Development and validation of an fMRI-informed EEG model of reward-related ventral striatum activation
Neomi Singer,
Gilad Poker,
Netta Dunsky-Moran,
Shlomi Nemni,
Shira Reznik Balter,
Maayan Doron,
Travis Baker,
Alain Dagher,
Robert J Zatorre,
Talma Hendler
Affiliations
Neomi Singer
Montreal Neurological Institute, McGill University, 3801 Rue University, Montréal, QC H3A 2B4, Canada; Sagol Brain Institute, Tel-Aviv Sourasky Medical Center, 6 Weizman St. Tel Aviv, 64239, Israel; Sagol school of Neuroscience, Tel-Aviv University, PO Box 39040, Tel Aviv 6997801, Israel
Gilad Poker
Sagol Brain Institute, Tel-Aviv Sourasky Medical Center, 6 Weizman St. Tel Aviv, 64239, Israel
Netta Dunsky-Moran
Sagol Brain Institute, Tel-Aviv Sourasky Medical Center, 6 Weizman St. Tel Aviv, 64239, Israel; Sagol school of Neuroscience, Tel-Aviv University, PO Box 39040, Tel Aviv 6997801, Israel
Shlomi Nemni
Sagol school of Neuroscience, Tel-Aviv University, PO Box 39040, Tel Aviv 6997801, Israel; School of Psychological Sciences, Tel-Aviv University, PO Box 39040, Tel Aviv 6997801, Israel
Shira Reznik Balter
Sagol Brain Institute, Tel-Aviv Sourasky Medical Center, 6 Weizman St. Tel Aviv, 64239, Israel
Maayan Doron
Montreal Neurological Institute, McGill University, 3801 Rue University, Montréal, QC H3A 2B4, Canada; Sackler School of Medicine, Tel-Aviv University, PO Box 39040, Tel Aviv 6997801, Israel
Travis Baker
Montreal Neurological Institute, McGill University, 3801 Rue University, Montréal, QC H3A 2B4, Canada; Center for Molecular and Behavioral Neuroscience, Rutgers University, Newark, NJ, USA
Alain Dagher
Montreal Neurological Institute, McGill University, 3801 Rue University, Montréal, QC H3A 2B4, Canada
Robert J Zatorre
Montreal Neurological Institute, McGill University, 3801 Rue University, Montréal, QC H3A 2B4, Canada; International Laboratory for Brain, Music, and Sound Research (BRAMS), Canada
Talma Hendler
Sagol Brain Institute, Tel-Aviv Sourasky Medical Center, 6 Weizman St. Tel Aviv, 64239, Israel; Sagol school of Neuroscience, Tel-Aviv University, PO Box 39040, Tel Aviv 6997801, Israel; School of Psychological Sciences, Tel-Aviv University, PO Box 39040, Tel Aviv 6997801, Israel; Sackler School of Medicine, Tel-Aviv University, PO Box 39040, Tel Aviv 6997801, Israel; Corresponding author: Sagol Brain Institute, Tel-Aviv Sourasky Medical Center, Weizman 6, Tel-Aviv, 6423906, Israel.

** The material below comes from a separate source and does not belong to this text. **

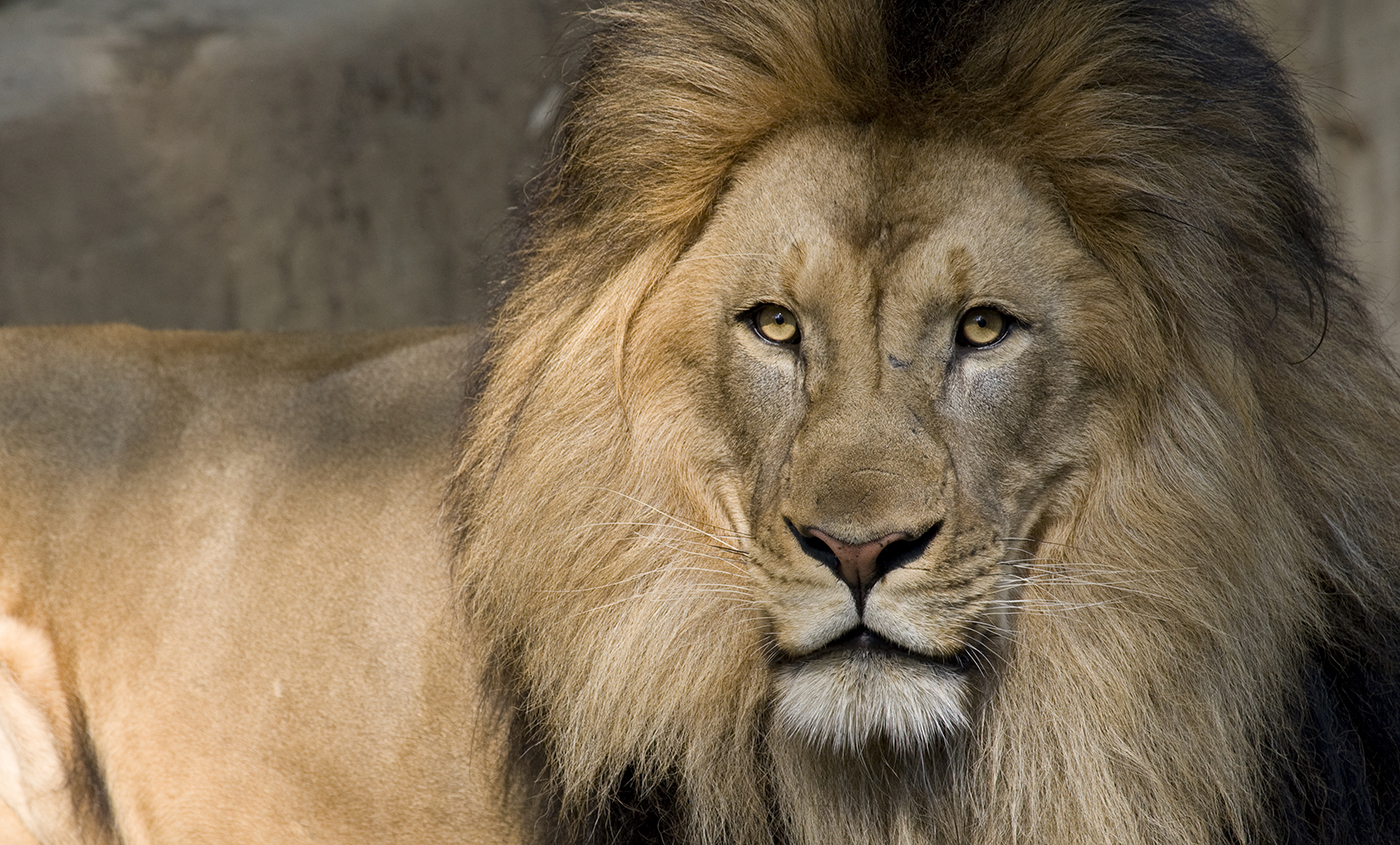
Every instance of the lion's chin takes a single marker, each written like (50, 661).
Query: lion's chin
(851, 694)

Reward processing is essential for our mental-health and well-being. In the current study, we developed and validated a scalable, fMRI-informed EEG model for monitoring reward processing related to activation in the ventral-striatum (VS), a significant node in the brain's reward system. To develop this EEG-based model of VS-related activation, we collected simultaneous EEG/fMRI data from 17 healthy individuals while listening to individually-tailored pleasurable music – a highly rewarding stimulus known to engage the VS. Using these cross-modal data, we constructed a generic regression model for predicting the concurrently acquired Blood-Oxygen-Level-Dependent (BOLD) signal from the VS using spectro-temporal features from the EEG signal (termed hereby VS-related-Electrical Finger Print; VS-EFP). The performance of the extracted model was examined using a series of tests that were applied on the original dataset and, importantly, an external validation dataset collected from a different group of 14 healthy individuals who underwent the same EEG/FMRI procedure. Our results showed that the VS-EFP model, as measured by simultaneous EEG, predicted BOLD activation in the VS and additional functionally relevant regions to a greater extent than an EFP model derived from a different anatomical region. The developed VS-EFP was also modulated by musical pleasure and predictive of the VS-BOLD during a monetary reward task, further indicating its functional relevance. These findings provide compelling evidence for the feasibility of using EEG alone to model neural activation related to the VS, paving the way for future use of this scalable neural probing approach in neural monitoring and self-guided neuromodulation.